Abierta al derrame ...

Abierta al derrame lunar y solitaria de muchas soledades, aquella noche, del más duro verano, parecía empeñada en estirar su pereza hasta las mismas puertas de su clausura.

La calle de Los Lirios, también en soledad, descansaba sobre un blanco silencio. 

En un testimonial caserón de la hueca y lejana gloria de aquel barrio, una pesada puerta se abrió, sigilosa y lenta, como respondiendo a una fuerza invisible. 

Sombreada, infinitamente irrepetible debajo del alero, comenzó a dibujarse, en el marco lunar de la contrapuerta, el abrazo de una pareja. 

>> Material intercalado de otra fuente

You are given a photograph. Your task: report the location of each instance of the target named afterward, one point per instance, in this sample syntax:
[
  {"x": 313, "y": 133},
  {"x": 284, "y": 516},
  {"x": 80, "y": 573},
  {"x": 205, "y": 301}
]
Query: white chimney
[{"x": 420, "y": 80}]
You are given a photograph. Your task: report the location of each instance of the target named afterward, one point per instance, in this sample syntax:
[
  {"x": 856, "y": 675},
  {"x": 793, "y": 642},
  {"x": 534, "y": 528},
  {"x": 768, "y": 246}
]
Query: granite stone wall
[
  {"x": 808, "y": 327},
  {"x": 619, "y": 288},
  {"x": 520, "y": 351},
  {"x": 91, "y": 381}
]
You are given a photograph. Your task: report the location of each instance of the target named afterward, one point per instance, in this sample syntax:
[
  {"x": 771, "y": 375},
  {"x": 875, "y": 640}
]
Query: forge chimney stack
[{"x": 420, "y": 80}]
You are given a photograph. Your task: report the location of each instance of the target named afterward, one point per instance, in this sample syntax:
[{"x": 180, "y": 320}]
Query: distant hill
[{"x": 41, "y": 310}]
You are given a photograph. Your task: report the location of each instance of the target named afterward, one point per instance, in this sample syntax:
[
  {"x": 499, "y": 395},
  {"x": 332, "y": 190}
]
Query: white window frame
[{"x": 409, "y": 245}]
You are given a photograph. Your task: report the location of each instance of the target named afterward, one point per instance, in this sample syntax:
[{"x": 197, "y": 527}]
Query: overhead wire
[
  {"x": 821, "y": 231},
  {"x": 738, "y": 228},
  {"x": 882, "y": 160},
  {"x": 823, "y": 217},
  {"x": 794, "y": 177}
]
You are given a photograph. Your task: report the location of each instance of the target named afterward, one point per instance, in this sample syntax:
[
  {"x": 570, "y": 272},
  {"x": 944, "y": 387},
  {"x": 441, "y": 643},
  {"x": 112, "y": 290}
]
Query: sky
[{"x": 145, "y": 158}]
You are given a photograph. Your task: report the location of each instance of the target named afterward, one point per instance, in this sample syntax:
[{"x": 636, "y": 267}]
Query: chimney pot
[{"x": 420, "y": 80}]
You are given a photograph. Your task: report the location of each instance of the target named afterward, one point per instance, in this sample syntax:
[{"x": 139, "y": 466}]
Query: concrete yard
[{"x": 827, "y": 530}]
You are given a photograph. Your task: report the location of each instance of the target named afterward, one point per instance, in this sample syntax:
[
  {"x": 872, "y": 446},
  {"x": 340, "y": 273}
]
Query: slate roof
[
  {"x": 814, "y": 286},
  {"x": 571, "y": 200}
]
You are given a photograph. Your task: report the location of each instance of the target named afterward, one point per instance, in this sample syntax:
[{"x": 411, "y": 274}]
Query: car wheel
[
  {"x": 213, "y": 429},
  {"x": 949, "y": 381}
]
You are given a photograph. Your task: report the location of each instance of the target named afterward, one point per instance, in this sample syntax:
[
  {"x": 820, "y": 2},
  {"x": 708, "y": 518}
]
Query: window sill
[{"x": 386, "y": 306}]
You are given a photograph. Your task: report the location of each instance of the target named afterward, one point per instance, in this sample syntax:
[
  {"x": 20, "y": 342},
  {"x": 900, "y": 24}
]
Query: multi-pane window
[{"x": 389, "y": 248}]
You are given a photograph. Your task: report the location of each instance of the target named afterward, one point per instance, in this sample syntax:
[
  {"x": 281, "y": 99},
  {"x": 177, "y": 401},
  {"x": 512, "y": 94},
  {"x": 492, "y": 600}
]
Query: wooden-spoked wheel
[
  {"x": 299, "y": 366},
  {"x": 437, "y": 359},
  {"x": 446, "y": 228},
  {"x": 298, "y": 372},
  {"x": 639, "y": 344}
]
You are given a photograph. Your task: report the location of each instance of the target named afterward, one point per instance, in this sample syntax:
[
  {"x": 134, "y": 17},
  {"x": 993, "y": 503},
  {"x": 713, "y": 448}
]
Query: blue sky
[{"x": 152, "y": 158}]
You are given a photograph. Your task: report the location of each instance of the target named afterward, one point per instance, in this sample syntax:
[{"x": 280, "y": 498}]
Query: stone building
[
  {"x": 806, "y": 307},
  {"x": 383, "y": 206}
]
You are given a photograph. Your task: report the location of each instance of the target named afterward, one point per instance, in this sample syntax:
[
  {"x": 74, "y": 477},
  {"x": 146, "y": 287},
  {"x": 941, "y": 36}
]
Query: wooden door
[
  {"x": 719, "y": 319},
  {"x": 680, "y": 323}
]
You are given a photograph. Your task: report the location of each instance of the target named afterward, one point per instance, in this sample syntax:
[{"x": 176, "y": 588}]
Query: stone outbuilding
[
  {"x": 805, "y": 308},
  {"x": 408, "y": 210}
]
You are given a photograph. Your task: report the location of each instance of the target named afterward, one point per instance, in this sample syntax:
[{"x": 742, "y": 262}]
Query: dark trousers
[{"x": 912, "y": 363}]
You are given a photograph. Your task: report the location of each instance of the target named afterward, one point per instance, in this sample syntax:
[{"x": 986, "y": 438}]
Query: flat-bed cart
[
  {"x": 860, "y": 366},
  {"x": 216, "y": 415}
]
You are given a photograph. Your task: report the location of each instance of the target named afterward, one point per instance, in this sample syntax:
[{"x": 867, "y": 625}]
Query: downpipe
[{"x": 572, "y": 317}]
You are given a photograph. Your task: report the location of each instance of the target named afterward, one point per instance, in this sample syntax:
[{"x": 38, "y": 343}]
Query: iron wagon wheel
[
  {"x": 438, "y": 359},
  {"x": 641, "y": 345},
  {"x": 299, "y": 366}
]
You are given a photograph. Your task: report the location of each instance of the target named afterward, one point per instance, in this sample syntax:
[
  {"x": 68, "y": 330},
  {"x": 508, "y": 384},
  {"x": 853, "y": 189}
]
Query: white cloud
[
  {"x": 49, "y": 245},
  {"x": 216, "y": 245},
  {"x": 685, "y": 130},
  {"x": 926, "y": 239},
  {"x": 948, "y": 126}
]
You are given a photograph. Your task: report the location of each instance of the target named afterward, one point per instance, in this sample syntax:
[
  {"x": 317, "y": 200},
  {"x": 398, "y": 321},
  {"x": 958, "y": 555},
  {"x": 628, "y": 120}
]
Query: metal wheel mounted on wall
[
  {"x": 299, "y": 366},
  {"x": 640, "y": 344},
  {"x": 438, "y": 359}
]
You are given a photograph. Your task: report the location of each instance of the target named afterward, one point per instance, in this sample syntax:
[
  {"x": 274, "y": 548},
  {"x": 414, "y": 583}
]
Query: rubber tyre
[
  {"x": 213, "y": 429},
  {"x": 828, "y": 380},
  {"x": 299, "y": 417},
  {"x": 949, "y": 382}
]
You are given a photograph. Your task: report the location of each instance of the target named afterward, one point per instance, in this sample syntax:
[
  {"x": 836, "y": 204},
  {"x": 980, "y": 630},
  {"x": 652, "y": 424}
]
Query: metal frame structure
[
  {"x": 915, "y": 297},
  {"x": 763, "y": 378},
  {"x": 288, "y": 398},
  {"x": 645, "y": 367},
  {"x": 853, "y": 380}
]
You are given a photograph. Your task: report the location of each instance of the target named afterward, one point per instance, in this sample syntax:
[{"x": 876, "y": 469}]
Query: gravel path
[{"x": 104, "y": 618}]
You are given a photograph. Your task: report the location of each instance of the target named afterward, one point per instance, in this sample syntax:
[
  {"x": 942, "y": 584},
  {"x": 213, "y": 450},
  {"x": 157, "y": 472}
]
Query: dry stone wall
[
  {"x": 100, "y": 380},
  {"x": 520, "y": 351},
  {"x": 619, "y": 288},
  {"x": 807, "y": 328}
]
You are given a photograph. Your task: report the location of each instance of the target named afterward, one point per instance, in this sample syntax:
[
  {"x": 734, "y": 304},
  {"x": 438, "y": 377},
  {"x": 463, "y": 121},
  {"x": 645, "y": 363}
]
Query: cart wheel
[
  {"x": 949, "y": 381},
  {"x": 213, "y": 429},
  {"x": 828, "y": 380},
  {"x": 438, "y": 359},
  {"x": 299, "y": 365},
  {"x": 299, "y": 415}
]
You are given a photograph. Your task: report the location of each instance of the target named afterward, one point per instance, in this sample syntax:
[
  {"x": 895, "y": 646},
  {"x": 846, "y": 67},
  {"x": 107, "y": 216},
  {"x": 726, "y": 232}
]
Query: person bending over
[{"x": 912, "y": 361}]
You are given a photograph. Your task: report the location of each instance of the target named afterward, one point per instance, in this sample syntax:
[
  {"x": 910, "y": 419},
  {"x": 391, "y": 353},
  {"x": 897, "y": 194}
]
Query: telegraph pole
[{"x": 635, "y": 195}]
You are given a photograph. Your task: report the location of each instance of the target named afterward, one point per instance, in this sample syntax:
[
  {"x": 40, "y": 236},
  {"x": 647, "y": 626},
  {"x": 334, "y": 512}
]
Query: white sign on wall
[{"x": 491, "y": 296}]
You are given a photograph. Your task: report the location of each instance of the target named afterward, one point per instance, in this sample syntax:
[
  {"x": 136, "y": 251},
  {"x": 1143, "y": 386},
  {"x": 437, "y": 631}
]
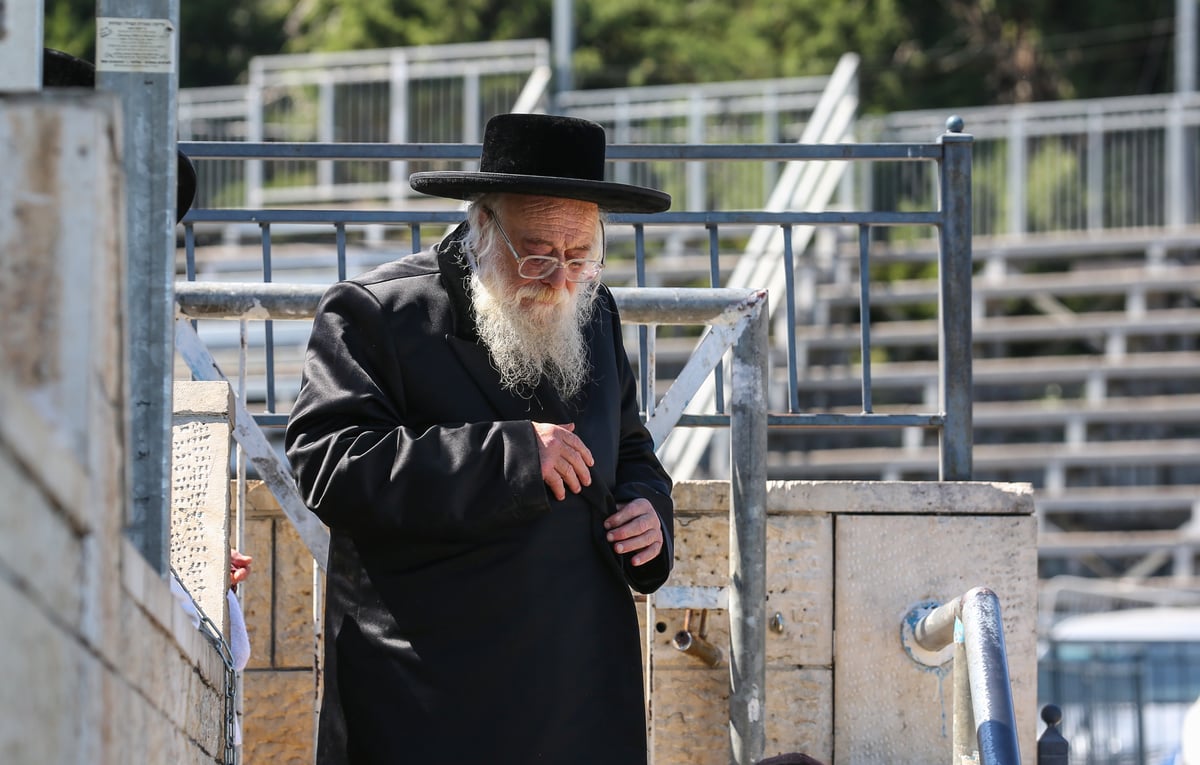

La mujer, madura, esbelta, cubierta apenas con ropas muy sueltas, quizá suplicante, acaso sin aire en el prólogo de un vacío, abrazaba fuerte con una mejilla reposada en el pecho de un hombre. 

De aquel recorte compacto de sombras sobresalía la cabeza erguida del hombre. Parecía ausente del abrazo, la mirada perdida en la calle blanca, como registrando un silencio levemente hostigado por una duermevela de perros, escalonada y lejana. 

Mantuvo por unos minutos aquella mirada, intentando hacer rulos con sus dedos en el desorden de la cabellera de la mujer.

Luego la abrazó más fuerte, dijo algo muy suave con ese cantito sentimental que, habitualmente, en una probable combinación de benévolas mentiras, temores y promesas, suelen prevalecer en el desconcierto de las despedidas.

Siguió abusando de aquellas medias voces al tiempo que sus manos, lentamente, como esforzadas en disimular gestos torpes, como requeridas a sustituir palabras inútiles y estúpidas, comenzaron a desdibujar la figura en una sucesión de siluetas, infinitamente irrepetibles también.